Daran aber gibt es kaum Zweifel: Vor allem die erneuerbaren Energien in beiden Ländern boomen. „Indien hat ein riesiges neues Solarprogramm mit vielen dezentralen Anreizen für die Industrie. Davon kann China lernen“, beobachtet Li in Peking. Yadav hingegen lobt China als das Land, das Solar- und Windenergie mit billiger Technik und einem großen Markt überhaupt erst global wettbewerbsfähig gemacht habe. „Doch nicht einmal bei den erneuerbaren Energien sehen die Europäer China als Partner, sondern als Bedrohung für ihre Industrie“, sagt Yadav. Ihn stört, dass der Westen ständig Angst vor weltpolitischen Veränderungen habe, wenn es um China gehe.
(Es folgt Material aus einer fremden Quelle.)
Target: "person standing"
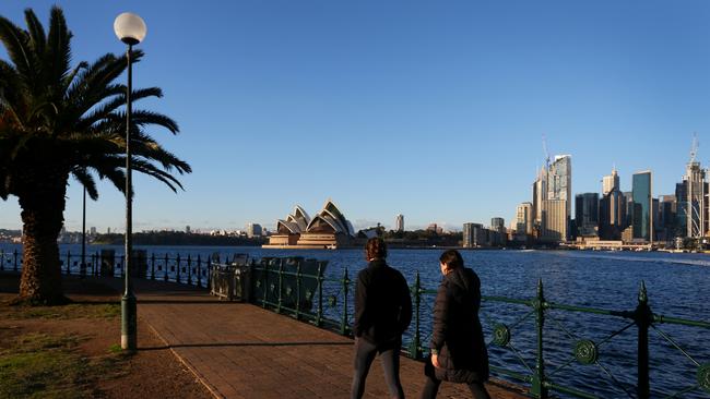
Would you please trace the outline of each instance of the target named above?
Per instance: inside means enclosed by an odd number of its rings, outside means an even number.
[[[490,396],[484,386],[488,379],[488,351],[478,319],[481,280],[463,266],[455,250],[439,258],[443,279],[434,304],[431,356],[424,366],[426,384],[422,398],[436,398],[442,380],[466,384],[476,399]]]
[[[387,245],[380,238],[365,246],[366,268],[357,274],[355,288],[355,370],[351,398],[365,392],[365,380],[377,353],[392,398],[404,398],[400,383],[402,334],[412,321],[410,287],[402,274],[387,265]]]

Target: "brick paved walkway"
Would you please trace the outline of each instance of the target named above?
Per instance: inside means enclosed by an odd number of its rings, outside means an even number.
[[[167,290],[166,290],[167,288]],[[178,285],[137,281],[139,317],[218,398],[347,398],[353,340],[258,306],[220,302]],[[139,350],[164,348],[141,347]],[[402,358],[409,398],[424,385],[423,364]],[[468,398],[462,386],[442,384],[440,398]],[[494,398],[522,398],[489,386]],[[379,360],[366,398],[387,398]]]

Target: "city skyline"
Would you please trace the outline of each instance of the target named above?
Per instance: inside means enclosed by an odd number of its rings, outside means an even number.
[[[673,194],[693,132],[698,160],[710,159],[703,2],[27,1],[0,14],[24,26],[31,7],[46,22],[54,3],[74,34],[74,63],[123,50],[120,12],[146,21],[135,86],[163,88],[146,106],[181,134],[156,136],[194,172],[177,195],[135,178],[137,231],[271,230],[283,209],[323,197],[356,228],[391,228],[398,214],[407,230],[509,226],[531,201],[543,134],[551,155],[572,155],[573,194],[601,192],[614,166],[624,191],[651,169],[653,197]],[[67,229],[81,230],[76,182],[67,195]],[[87,226],[122,231],[123,203],[100,183]],[[0,228],[20,227],[16,198],[0,202]]]

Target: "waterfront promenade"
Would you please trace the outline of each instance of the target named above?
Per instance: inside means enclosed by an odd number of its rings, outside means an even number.
[[[107,279],[120,291],[119,279]],[[218,398],[346,398],[353,340],[244,303],[221,302],[205,290],[135,280],[141,321]],[[117,332],[118,334],[118,332]],[[423,364],[402,358],[402,384],[418,397]],[[494,398],[523,396],[489,385]],[[463,386],[443,384],[440,398],[468,398]],[[366,398],[386,398],[379,360],[372,364]]]

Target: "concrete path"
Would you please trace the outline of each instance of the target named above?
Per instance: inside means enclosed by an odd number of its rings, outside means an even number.
[[[204,289],[135,281],[141,321],[218,398],[347,398],[353,340],[288,316],[242,303],[221,302]],[[424,385],[423,364],[402,358],[407,398]],[[440,398],[469,398],[463,386],[445,383]],[[499,386],[494,398],[523,396]],[[367,379],[366,398],[387,398],[379,361]]]

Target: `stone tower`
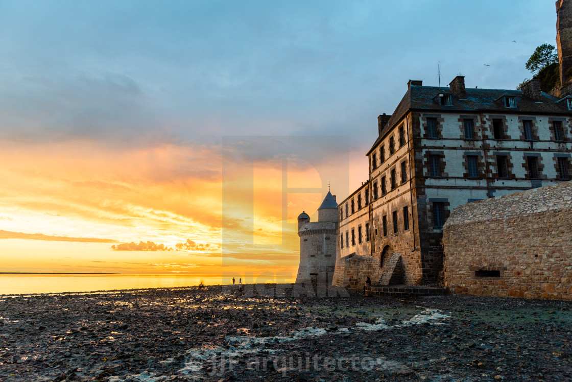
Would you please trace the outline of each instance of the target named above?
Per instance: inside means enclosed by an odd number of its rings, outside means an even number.
[[[300,265],[297,283],[332,278],[336,265],[336,240],[337,229],[337,203],[329,190],[318,208],[318,221],[310,221],[305,212],[298,216],[300,236]]]
[[[560,63],[561,97],[572,94],[572,4],[570,0],[556,2],[556,45]]]

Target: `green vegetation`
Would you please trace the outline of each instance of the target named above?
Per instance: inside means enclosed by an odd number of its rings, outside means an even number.
[[[526,62],[526,66],[534,74],[533,78],[540,82],[540,88],[543,91],[549,93],[560,84],[558,55],[553,45],[542,44],[537,46]],[[520,89],[529,81],[525,78],[517,89]]]

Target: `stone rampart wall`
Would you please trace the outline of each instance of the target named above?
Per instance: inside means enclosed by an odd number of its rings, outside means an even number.
[[[451,292],[572,300],[572,182],[460,206],[443,242]]]

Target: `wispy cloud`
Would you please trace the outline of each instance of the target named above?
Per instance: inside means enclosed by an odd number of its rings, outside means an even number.
[[[0,230],[0,239],[18,238],[31,240],[50,240],[52,241],[78,241],[81,242],[117,242],[112,239],[97,237],[69,237],[67,236],[53,236],[43,233],[24,233]]]
[[[214,245],[211,245],[210,243],[204,244],[202,243],[196,243],[190,239],[187,239],[185,242],[178,242],[173,246],[169,246],[165,244],[157,244],[153,241],[140,241],[138,244],[134,241],[131,242],[122,243],[111,246],[111,249],[113,250],[195,250],[195,251],[212,251],[218,249]]]

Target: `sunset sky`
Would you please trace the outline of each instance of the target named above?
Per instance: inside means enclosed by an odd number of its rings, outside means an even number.
[[[0,272],[293,274],[296,217],[367,180],[409,79],[514,89],[555,22],[538,0],[0,1]]]

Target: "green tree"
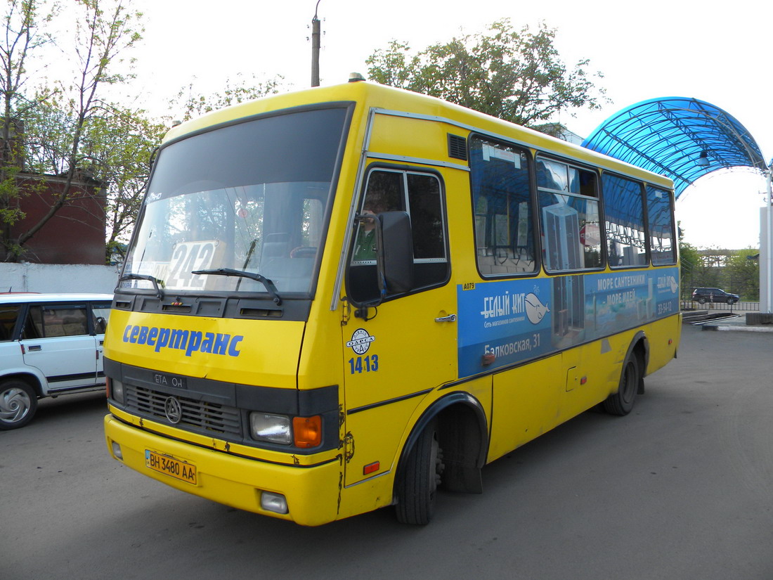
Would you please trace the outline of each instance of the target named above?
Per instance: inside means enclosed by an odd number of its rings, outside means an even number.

China spielt in einer anderen Liga als Indien

Für den indischen Ökonom und Philosophen Prem Shankar Jha, Autor zweier Bücher über die Beziehungen zwischen Indien und China, steht die Klimapolitik ohnehin im Rahmen größerer wirtschaftlicher Verschiebungen. „Die Leute, die heute noch Macht in den internationalen Institutionen haben, haben sie in der wirtschaftlichen Realität längst nicht mehr“, sagt Jha. Kopenhagen sei für ihn das beste Beispiel dafür. Wichtig sei eben nicht, was Europa tue, da Europas Emissionsanteil gering ist. Aber ausgerechnet Europa hätte in Kopenhagen die Klimagesetze für die ganze Welt schreiben wollen. Wichtiger sei, was China und Indien jetzt in den Klimaschutz investierten. Dafür aber wolle der Westen zu wenig tun. Schon beim Technologietransfer nach China mache er nicht mehr mit. Das führe bereits heute zu einem grundsätzlichen Vertrauensverlust: „Indien und China fürchten einen Handelskrieg mit CO2-Steuern, für den der Westen die Klimafrage zum Vorwand macht“, sagt Jha.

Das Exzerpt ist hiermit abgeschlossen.